Eindrücklich war der Vortrag von Alex Stern aus Nordrhein-Westfalen, der dem Betroffenenrat für Fragen des sexuellen Missbrauchs angehört. Er musste am eigenen Leib erfahren, welche verheerende Folgen Cyber-Mobbing nach sich ziehen kann. "Elf Prozent aller Jungen und 19 Prozent aller Mädchen haben schon einmal ein Nacktfoto von sich über soziale Medien verschickt. Was zunächst als ein Liebesbeweis für den Partner verstanden wird, kann ganz schnell zum Bumerang werden, wenn diese Fotos plötzlich für alle öffentlich zugänglich gemacht werden", erläuterte der Pädagogikstudent das Phänomen des sogenannten Sextings. "Macht euren Mitschülern die fatalen Folgen einer solchen unbedachten Tat deutlich", appellierte Stern.

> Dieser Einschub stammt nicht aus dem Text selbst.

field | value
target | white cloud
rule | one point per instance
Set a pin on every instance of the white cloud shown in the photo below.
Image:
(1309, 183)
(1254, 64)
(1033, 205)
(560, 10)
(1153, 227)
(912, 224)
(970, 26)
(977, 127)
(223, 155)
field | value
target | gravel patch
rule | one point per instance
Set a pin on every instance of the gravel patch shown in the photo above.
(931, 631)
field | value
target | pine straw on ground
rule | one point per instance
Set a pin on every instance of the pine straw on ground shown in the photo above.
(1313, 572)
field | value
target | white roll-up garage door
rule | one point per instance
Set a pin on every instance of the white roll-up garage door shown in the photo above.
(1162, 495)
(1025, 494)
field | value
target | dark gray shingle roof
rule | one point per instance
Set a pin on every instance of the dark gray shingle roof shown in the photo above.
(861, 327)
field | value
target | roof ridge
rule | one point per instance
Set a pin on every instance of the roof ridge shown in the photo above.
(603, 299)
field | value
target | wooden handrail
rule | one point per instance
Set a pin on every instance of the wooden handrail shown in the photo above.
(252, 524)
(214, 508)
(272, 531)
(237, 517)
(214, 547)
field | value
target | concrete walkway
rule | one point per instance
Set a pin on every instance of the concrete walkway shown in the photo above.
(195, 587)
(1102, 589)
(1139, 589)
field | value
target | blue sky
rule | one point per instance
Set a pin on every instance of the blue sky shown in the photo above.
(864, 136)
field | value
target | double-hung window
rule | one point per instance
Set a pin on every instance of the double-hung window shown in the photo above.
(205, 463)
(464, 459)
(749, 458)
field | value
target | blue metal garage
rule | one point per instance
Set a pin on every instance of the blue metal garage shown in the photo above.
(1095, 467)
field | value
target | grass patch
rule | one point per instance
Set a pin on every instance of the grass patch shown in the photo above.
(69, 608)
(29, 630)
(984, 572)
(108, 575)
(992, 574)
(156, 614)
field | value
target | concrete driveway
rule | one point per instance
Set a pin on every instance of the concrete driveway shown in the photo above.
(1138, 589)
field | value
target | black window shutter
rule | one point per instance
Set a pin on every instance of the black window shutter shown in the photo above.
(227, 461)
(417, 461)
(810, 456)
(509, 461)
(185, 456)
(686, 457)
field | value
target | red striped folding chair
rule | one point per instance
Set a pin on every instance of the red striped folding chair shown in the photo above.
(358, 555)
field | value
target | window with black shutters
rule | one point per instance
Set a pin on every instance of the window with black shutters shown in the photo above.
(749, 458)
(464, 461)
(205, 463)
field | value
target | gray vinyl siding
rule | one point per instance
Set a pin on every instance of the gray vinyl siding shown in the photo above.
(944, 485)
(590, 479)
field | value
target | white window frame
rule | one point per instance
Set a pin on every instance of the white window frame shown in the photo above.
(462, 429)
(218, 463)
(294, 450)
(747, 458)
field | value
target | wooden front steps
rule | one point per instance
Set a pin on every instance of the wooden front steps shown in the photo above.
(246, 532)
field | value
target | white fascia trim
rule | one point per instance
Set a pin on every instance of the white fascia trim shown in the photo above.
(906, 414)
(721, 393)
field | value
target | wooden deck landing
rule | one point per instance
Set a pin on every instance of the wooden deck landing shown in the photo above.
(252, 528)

Dass Medienerziehung auch eng mit dem Begriff der Medienkompetenz verbunden ist, machte Veit Schott aus Kronach deutlich.

Fake News erkennen

Der Beratungsrektor für Medienpädagogik und Informationstechnik entführte die Medienscouts in das "Reich der Fake News" und vermittelte anschaulich Strategien, wie man diese bewusst gestreuten Falschmeldungen entlarven kann. "Die Fragen ,Wer steckt hinter den Inhalten?' und ,Was möchte der Verfasser mit der sogenannten Nachricht bezwecken?' sind genauso wichtig wie das Vergleichen mit weiteren Quellen und die Recherche, ob die Fotos auch wirklich zum Text gehören", so der Lehrer der Kronacher Gottfried-Neukam-Mittelschule gegenüber den Medienscouts.